Retail is changing. Commercial real estate is evolving. It’s an exciting time to be at the intersection of physical space and technology. While some posit that physical retail will die, I subscribe to the belief that software will help retail evolve and become more efficient and data driven.
The growth strategy for retailers is evolving. Retail now has stages for smarter growth. The growth narrative for a retailer goes something like this:
* First, start an online store through a hosted platform such as Storenvy or Etsy;
* Second, move to a self-hosted ecommerce website;
* Third, test a temporary brick & mortar store centered on a event or holiday;
* Fourth, identify a offline space to open a semi-permanent store
Retail is applying frameworks made popular in the valley. Specifically, the lean startup method is being applied to brick and mortar stores in the form of lean retail. Just as lean startups favor low cost experimentation, shorter cycle times, customer development, and testing hypothesis, lean retail applies the framework to opening brick and mortar stores. Lean retail, known in popular media as pop-up shops, is comprised of four tenets which are outlined below.
Instead of 5-10 year leases for commercial retail space, lean retail promotes short-term engagements which could range from a few weeks to a few months. These short-term engagements are largely driven by two factors: (1) holidays such as Christmas or Halloween and (2) events such as Fashion Week and SXSW. This enables a brand to take advantage of peak consumer shopping periods without being present during slow periods.
One example of this is the Rent The Runway pop-up closets opened during Fashion Week in New York City.
2. Lower Risk
Lean retail in the form of pop-up shops are lower risk because on the cost side of the equation these stores require less overhead and don’t require much if any tenant improvements (TI) because the spaces are turnkey. On the revenue side of the equation these stores are able to take advantage of high-foot traffic locations. Because of this retailers are able to minimize their downside while better targeting locations which increases their upside.
One example of creating a great retail store with low TI was the holiday pop-up shop in at Westfield San Francisco Centre in December. Local designers were able to set up their store in the space that was already built out with fixtures, lighting, wifi, etc. and only required the brand to spend money on a few temporary racks and sign decals for the front of the store.
Pop-up shops have many use cases.
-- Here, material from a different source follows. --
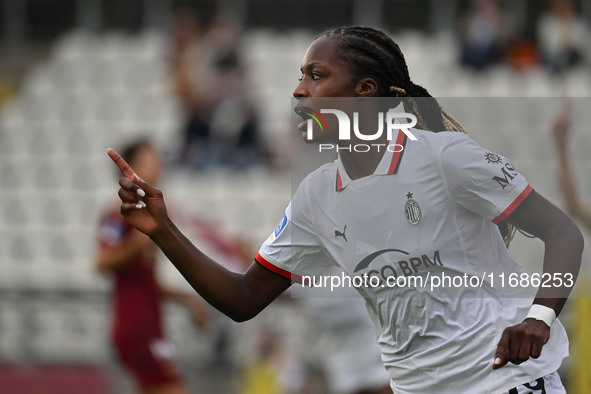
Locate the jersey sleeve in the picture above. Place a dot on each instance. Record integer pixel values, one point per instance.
(293, 249)
(482, 181)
Retailers and brands open pop-up shops for a plethora of objectives. Some examples include:
* An ecommerce brand going offline to better connect with their customers
* Entrepreneurs and designers opening their own store as they expand their business
* Large brands aiming to increase awareness and brand activation
* A retailer entering a new market
4. Learn Faster
Pop-up shops allow brands and retailers to take user acquisition and marketing frameworks that are popular in the online world and apply them to the offline world. They can effectively A/B test physical space. This allows brands to target individual spaces, gather feedback faster and understand the conversion funnels of an individual space. Brands can test retail space, product launches, and new concepts without the capital outlay that was previously required to enter the retail world.
One prominent example of A/B testing retail space is Lululemon. Instead of signing a 5 or 10 year lease upfront, Lelulemon will set up a temporary pop-up store to test a market and obtain feedback before signing a long-term lease.